L’effet de cette politique très volontariste de Francfort, aux limites extrêmes de son mandat, à laquelle s’ajoute la bonne conjoncture américaine et la remontée des taux programmées outre-Atlantique, ont fait chuter l’euro de 25 % en un an face au dollar (à environ 1,10 dollar pour 1 euro), mais aussi, dans une moindre mesure, vis-à-vis des autres monnaies. Une telle baisse, favorable aux exportations, aurait pu avoir des conséquences catastrophiques sur les importations, notamment sur le prix de l’énergie. Mais là aussi, les bonnes fées ont joué leur rôle : la chute des prix de l’énergie a largement neutralisé cette baisse de la monnaie unique. Cerise sur le gâteau, la politique monétaire de la BCE restera très accommodante (les taux à trois mois sont à 0,05 %) au moins pour les deux prochaines années et la politique budgétaire est neutre dans la plupart des pays (sauf la France) qui sont revenus sous les 3 % du PIB de déficit.

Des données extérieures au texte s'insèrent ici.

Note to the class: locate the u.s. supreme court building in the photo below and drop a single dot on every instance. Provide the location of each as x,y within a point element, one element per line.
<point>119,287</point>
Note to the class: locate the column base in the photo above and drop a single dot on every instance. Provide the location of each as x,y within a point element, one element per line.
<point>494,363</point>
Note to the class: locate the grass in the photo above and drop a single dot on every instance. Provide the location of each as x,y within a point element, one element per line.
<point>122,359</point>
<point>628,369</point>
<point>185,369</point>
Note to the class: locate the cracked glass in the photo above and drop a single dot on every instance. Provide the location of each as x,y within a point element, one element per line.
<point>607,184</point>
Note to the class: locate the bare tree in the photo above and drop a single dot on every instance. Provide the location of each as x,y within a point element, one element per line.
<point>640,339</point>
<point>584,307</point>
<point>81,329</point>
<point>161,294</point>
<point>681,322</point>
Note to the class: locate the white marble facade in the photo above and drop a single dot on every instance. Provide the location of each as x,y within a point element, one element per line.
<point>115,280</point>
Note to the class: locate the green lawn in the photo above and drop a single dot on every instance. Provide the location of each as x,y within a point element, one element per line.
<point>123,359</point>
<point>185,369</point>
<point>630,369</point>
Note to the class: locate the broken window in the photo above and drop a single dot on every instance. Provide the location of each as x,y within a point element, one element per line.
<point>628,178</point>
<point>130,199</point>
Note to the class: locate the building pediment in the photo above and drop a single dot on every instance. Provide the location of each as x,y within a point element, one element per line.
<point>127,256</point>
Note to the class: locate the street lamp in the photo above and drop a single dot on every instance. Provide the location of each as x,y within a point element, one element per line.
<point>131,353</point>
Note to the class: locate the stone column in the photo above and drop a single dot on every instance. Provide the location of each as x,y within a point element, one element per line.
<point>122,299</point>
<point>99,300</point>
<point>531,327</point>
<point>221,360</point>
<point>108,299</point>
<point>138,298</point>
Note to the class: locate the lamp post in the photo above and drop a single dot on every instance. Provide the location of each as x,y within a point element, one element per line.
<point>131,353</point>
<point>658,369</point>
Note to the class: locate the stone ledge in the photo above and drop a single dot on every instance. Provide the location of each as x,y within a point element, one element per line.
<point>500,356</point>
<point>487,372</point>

Dès lors, on comprend que moral des ménages et des industriels se soient améliorés, ce qui a relancé la consommation intérieure. La fin de la crise de la zone euro a aussi joué : l’Irlande et le Portugal sont sortis, comme prévu, du plan d’assistance financière européen et ont renoué avec la croissance (3,6 % pour la première, 1,6 % pour le second), tout comme l’Espagne (+ 2,8 %) et bientôt Chypre (- 0,5 % cette année, + 1,4 % en 2016).

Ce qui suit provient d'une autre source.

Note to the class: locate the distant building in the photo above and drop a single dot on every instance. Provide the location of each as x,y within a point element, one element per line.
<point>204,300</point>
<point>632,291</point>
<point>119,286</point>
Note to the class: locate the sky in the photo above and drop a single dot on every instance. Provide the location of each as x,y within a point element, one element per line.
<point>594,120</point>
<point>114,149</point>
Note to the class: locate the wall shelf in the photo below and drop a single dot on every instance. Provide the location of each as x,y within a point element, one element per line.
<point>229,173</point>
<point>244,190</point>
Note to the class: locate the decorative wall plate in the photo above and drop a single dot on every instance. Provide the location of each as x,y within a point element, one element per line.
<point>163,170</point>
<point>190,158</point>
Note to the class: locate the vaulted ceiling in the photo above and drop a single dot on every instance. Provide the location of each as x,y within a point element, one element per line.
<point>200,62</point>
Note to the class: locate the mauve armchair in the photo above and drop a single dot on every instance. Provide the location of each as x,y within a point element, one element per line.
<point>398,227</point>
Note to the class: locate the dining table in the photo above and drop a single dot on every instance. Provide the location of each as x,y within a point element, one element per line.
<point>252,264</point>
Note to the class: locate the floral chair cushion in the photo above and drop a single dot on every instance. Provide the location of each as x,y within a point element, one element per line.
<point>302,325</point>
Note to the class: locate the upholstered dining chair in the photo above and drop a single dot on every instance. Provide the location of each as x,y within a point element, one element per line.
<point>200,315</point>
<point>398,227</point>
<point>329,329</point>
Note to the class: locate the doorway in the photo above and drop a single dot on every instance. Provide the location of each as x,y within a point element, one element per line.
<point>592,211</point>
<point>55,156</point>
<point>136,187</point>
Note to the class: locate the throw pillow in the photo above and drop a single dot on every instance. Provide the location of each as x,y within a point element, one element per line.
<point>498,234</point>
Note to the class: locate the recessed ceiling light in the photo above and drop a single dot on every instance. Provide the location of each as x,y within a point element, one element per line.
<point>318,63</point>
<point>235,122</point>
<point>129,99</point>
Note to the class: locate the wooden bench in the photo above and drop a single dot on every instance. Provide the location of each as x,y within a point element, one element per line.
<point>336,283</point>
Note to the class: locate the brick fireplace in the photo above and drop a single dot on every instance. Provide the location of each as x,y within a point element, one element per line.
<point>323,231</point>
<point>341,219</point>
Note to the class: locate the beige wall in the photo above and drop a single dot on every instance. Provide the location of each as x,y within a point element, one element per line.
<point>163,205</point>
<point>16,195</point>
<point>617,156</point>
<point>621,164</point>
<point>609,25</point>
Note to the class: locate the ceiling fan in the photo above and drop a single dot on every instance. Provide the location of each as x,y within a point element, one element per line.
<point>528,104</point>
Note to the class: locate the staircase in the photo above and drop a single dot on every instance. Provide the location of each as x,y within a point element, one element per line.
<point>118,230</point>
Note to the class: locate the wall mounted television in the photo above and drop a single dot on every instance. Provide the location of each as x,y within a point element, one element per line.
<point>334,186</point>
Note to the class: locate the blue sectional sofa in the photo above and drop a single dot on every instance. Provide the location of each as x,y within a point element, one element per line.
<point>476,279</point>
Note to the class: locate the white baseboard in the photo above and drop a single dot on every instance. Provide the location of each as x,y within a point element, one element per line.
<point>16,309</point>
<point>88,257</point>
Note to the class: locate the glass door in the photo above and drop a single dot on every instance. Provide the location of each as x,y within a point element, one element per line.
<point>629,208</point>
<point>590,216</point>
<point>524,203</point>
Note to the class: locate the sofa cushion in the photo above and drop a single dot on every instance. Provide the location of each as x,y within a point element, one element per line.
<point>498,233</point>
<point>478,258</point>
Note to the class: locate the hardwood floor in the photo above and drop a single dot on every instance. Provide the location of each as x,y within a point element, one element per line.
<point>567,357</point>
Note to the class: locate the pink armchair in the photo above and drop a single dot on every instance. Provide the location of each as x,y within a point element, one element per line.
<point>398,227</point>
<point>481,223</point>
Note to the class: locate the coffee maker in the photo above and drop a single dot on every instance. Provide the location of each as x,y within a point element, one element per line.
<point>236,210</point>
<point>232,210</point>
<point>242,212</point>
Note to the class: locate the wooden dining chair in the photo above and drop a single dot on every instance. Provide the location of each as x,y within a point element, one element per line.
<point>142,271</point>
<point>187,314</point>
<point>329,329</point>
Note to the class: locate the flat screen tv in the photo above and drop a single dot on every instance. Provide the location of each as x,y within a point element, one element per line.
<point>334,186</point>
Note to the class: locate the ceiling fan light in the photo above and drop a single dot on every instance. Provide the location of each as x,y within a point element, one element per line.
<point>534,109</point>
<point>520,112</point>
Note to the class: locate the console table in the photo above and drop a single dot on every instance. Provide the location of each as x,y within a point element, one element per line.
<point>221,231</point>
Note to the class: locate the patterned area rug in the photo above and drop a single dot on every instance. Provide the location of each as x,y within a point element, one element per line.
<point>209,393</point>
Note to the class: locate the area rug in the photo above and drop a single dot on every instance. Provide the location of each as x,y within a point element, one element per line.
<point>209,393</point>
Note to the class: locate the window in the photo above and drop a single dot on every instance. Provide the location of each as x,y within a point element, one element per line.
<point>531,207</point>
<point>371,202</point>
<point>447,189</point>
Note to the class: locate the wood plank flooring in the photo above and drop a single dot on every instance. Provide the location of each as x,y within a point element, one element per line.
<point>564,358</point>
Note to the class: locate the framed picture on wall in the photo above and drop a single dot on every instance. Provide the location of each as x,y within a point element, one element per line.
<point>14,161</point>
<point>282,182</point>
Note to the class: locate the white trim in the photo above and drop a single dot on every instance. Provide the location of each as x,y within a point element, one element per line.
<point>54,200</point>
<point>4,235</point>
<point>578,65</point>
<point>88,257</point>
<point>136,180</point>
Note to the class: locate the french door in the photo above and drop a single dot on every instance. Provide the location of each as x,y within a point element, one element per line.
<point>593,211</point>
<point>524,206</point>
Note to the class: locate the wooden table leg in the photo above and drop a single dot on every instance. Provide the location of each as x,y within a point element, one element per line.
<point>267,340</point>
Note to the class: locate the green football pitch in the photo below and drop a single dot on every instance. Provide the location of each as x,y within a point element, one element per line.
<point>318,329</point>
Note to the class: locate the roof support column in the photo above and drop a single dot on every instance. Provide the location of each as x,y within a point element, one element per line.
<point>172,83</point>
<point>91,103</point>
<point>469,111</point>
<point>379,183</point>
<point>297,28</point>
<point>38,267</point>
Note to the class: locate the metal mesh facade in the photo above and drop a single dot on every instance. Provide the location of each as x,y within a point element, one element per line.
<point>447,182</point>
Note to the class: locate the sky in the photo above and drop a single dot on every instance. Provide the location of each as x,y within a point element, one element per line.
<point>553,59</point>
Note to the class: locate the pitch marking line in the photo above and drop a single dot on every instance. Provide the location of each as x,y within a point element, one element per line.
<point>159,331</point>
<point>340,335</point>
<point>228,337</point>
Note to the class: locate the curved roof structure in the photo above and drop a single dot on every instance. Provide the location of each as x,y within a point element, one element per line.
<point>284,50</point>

Le seul point noir demeure la Grèce qui ne parvient pas à sortir de la crise. Ainsi, alors que la Commission tablait encore sur une croissance de 2,4 % en 2015, elle a revu hier à la baisse sa prévision à cause des graves incertitudes politiques que font peser sur ce pays les interminables négociations sur son programme de réformes : + 0,5 %… Mais, si tout se termine bien, Athènes peut tabler sur une croissance de 2,9 % en 2016 !

Le chômage a aussi logiquement entamé sa lente décrue, après le pic de 2013 (12 %), ce qui aura un effet sur la consommation et donc la croissance : 11 % cette année, 10,5 % l’année prochaine. Mais la situation de l’emploi reste très contrastée entre les pays de la zone euro, de 4,6 % de chômage en Allemagne à 25,6 % en Grèce, même si là aussi la situation s’améliore (23,2 % en 2016).

Cela étant, une hirondelle ne fait pas le printemps. Pierre Moscovici a mis en garde contre un relâchement des efforts : il faut continuer à réformer, à investir et à purger les comptes publics. Un message relayé, hier, par le gouverneur de la Banque de France dans un discours très offensif : outre un « redressement des finances publiques et un réexamen de l’action publique », il a demandé une baisse du coût du travail notamment en revoyant l’indexation du SMIC, une réforme du droit du travail, de la sécurité sociale et de la fiscalité. Réponse cinglante de Stéphane Le Foll, le porte-parole du gouvernement : « du côté des libéraux, banquiers, financiers, cela ne va jamais assez loin ».

N.B.: version longue de mon article paru dans Libération du 7 mai.